この記事の結論

会社員のときは、年末調整で税金が自動精算されていた。独立すると、それがなくなる。代わりに、自分で確定申告して、一年の税金を締める。鍵は、控除を自分で集めて申告し、税金分を一年通して自分で取り分けておくこと。「天引きされない=後でまとめて払う」世界に慣れる。税金を、人任せでなく、自分で締める。それが、独立後の生き方だ。

この記事は、Lv.3(安定期)の一人社長に向けて書いています。

「年末調整」が、なくなる

会社員だったとき、年末になると「年末調整」があった。会社が、一年の所得税を計算し直し、払いすぎていれば戻り、足りなければ追加で引かれる。生命保険の控除なども、書類を出せば、会社が処理してくれた。

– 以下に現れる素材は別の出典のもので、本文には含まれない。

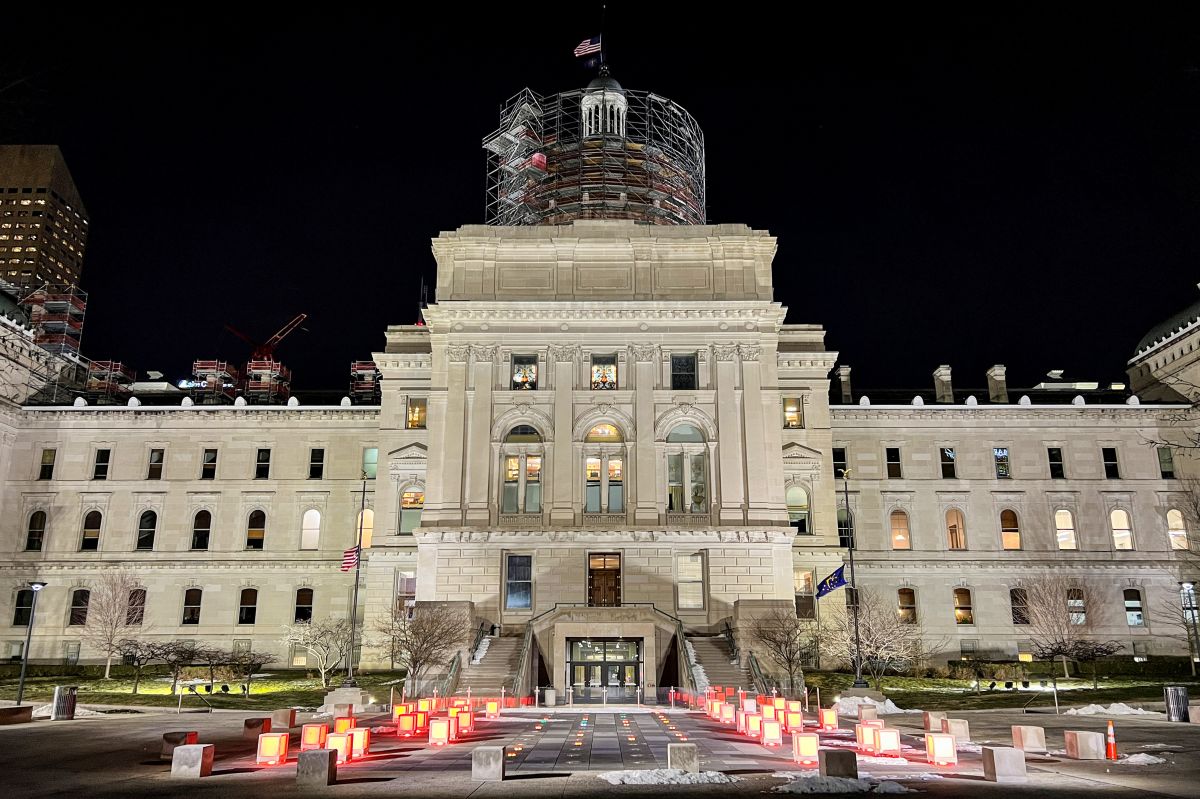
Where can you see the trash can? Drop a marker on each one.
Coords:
(65, 700)
(1176, 697)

税金は、給与天引きと年末調整で、自動的に精算されていた。

独立すると、この年末調整が、なくなる。会社がやってくれていた税金の精算を、自分でやることになる。これは、独立後の税金管理で、最も大きな変化の一つだ。「税金が自動で精算される」前提が崩れる。年末調整のない世界に、慣れる必要がある。

年末調整の代わりは「確定申告」

年末調整がなくなった代わりに、独立後の税金を締めるのが、確定申告だ。

会社員の年末調整に当たるものを、一人社長は、自分で確定申告として行う。一年の所得を計算し、控除を反映し、税額を確定させ、納める(または還付を受ける)。年末調整が「会社がやる自動精算」なら、確定申告は「自分でやる手動精算」だ。

つまり、年末調整がなくなったからといって、税金の精算がなくなるわけではない。やる人が、会社から自分に変わっただけだ。確定申告という形で、自分で締める。これを理解すれば、年末調整がない世界も、怖くない。

「控除」は自分で集めて申告

年末調整では、会社に書類を出せば、保険料控除などを処理してくれた。独立後は、これも自分でやる

これらの控除に必要な書類を、自分で集め、確定申告で申告する。会社が代わりにやってくれないので、漏らすと、控除を受けられず、税金を払いすぎる。年末から年明けに届く証明書を、なくさず集めておく。控除は、自分で取りにいくもの、という意識を持つ。

税金分を「一年通して取り分ける」

会社員のときは、税金は毎月の給与から天引きされ、年末調整で精算された。だから、税金を「自分で取り分ける」感覚は、なかった。

独立すると、これが一変する。売上は、税金が引かれていない「丸ごとの金額」で入ってくる。だが、その中から、後でまとめて税金を納める。だから、税金分を、一年通して、自分で取り分けておく必要がある。

これを忘れて、入ってきたお金を全部使ってしまうと、確定申告の時期に「納税するお金がない」と慌てる。売上が入るたびに、税金分(と社会保険分)を、別に確保しておく。これは、資金管理の基本でもある。天引きされない分、自分で取り分ける規律が要る。

「天引きされない」ことに慣れる

年末調整がない世界の本質は、「税金が、天引きされない」ことだ。会社員のときは、知らないうちに天引きされ、手取りだけが入っていた。独立後は、税引き前の金額が入り、税金は後で自分で納める。

この違いに、慣れる。手元にあるお金が、全部使えるお金ではない。その中に、後で納める税金分が含まれている。「手取り」ではなく「税引き前」でお金が入る世界だ、と意識を切り替える。この切り替えができると、確定申告の時期に慌てず、計画的に税金を納められる。天引きという「自動の安全装置」がない分、自分で管理する。

安定期の一人社長へ

会社員のときは、年末調整で税金が自動精算されていた。独立すると、それがなくなり、確定申告で、自分で一年の税金を締める。これは、独立後の税金管理の、大きな変化だ。

年末調整は会社がやってくれていた精算だと理解し、独立後は確定申告がその代わりだと知る。控除は自分で集めて申告し、税金分を一年通して取り分けておく。そして、「天引きされない」世界に慣れる。なお、いずれ法人化して自分や家族に給与を払う側になると、今度は自分が年末調整のやり方を覚え、払う側として税金を締める立場になる。年末調整がなくなったのは、税金がなくなったのではなく、締める人が自分に変わっただけだ。自分で税金を締められるようになることが、独立した一人社長の、お金の自立だ。